Aden is a pragmatic and playful advisor on communication, change and social workplace dynamics. She works with passionate leaders who want impact their work, team and organizations. Aden started out as a creative for an educational software company to make learning fun, engaging, and memorable for k-12 students in school districts spanning the United States. Eventually, she began working inside the corporate world in a new way. She left her job at the software company and made the leap to full-time with the improv comedy school where she had been teaching classes in her free time, eventually focusing her efforts on the corporate training side of the business. This gave Aden the opportunity to design and lead team-building training, facilitate leadership meetings, and help teams think about how to work better together.
By 2013 Aden was combining the playfulness of the improv training with the powerful tools her father had developed. And in 2015, stepped into her role as president of the Art of Change Skills for Life. Through this work, she saw how the experiences she had in the early software job played out for other people in other settings, with other teams, in different companies and industries worldwide.
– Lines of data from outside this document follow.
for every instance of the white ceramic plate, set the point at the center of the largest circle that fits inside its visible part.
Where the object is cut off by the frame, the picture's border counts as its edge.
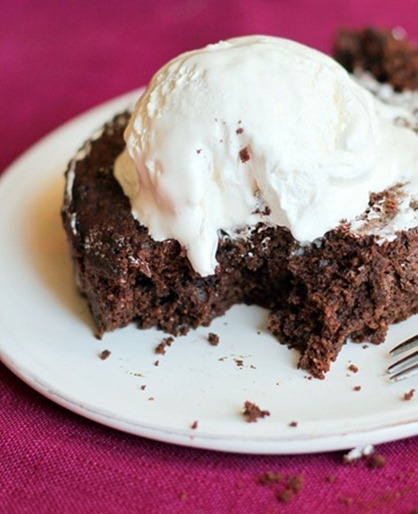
(46, 338)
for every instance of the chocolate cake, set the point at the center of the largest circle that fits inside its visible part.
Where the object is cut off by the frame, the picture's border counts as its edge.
(349, 284)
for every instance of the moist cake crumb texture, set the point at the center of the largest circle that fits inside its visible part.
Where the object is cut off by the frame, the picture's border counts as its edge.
(252, 412)
(346, 285)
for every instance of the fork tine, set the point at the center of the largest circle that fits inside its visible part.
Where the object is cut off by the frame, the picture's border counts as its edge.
(405, 346)
(407, 362)
(405, 373)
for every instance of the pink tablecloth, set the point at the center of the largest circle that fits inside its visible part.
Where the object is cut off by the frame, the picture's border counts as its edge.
(57, 59)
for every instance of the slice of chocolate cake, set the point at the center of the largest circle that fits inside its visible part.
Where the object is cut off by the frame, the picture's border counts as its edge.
(350, 283)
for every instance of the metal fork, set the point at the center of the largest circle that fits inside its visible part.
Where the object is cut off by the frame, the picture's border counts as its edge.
(408, 365)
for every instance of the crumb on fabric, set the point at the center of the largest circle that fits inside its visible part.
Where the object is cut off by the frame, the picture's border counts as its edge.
(376, 461)
(330, 479)
(408, 396)
(161, 348)
(252, 412)
(213, 339)
(105, 354)
(270, 477)
(293, 485)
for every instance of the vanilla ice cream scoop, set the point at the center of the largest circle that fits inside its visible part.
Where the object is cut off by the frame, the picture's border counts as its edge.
(254, 122)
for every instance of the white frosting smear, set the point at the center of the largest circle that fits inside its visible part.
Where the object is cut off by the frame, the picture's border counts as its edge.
(223, 132)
People who are excited to share and explore ideas with each other and who are curious to hear their colleagues’ perspectives, enjoy their work more and get better results. Leaders play an important role in how people feel about the world around them, and how their work relates to it. We’ve all heard the old adage that great leaders find the best people and then get out of their way…it’s actually a lot more complex than that.
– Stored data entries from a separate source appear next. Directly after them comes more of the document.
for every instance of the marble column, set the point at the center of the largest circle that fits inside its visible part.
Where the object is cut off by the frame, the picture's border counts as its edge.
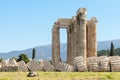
(93, 39)
(88, 36)
(55, 45)
(82, 22)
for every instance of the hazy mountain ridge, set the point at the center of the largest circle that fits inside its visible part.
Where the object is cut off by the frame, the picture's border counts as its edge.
(44, 52)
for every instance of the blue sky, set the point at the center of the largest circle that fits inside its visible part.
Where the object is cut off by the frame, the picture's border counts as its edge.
(28, 23)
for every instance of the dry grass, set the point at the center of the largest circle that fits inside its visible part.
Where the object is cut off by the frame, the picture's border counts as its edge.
(61, 76)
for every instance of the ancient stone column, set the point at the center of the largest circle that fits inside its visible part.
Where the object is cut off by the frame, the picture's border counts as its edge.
(93, 40)
(55, 45)
(81, 19)
(69, 54)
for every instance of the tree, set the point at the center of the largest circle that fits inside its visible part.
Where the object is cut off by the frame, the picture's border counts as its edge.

"Show me a quota that isn’t hit, a goal that isn’t achieved, or an employee that wants to quit, and I will show you a breakdown in communication."
Fostering curiosity is also about modeling curiosity. Encouraging people to bring their best to the table, is also about how leaders communicate their expectations and permissions to the people who report to them. The corporate environment can be incredibly toxic or an incredible place to come up with groundbreaking products and services for consumers to utilize. While anyone can have a positive impact on the culture of an organization, leaders are poised to make the greatest difference.
Change is inevitable. Progress is not. YOU make the difference.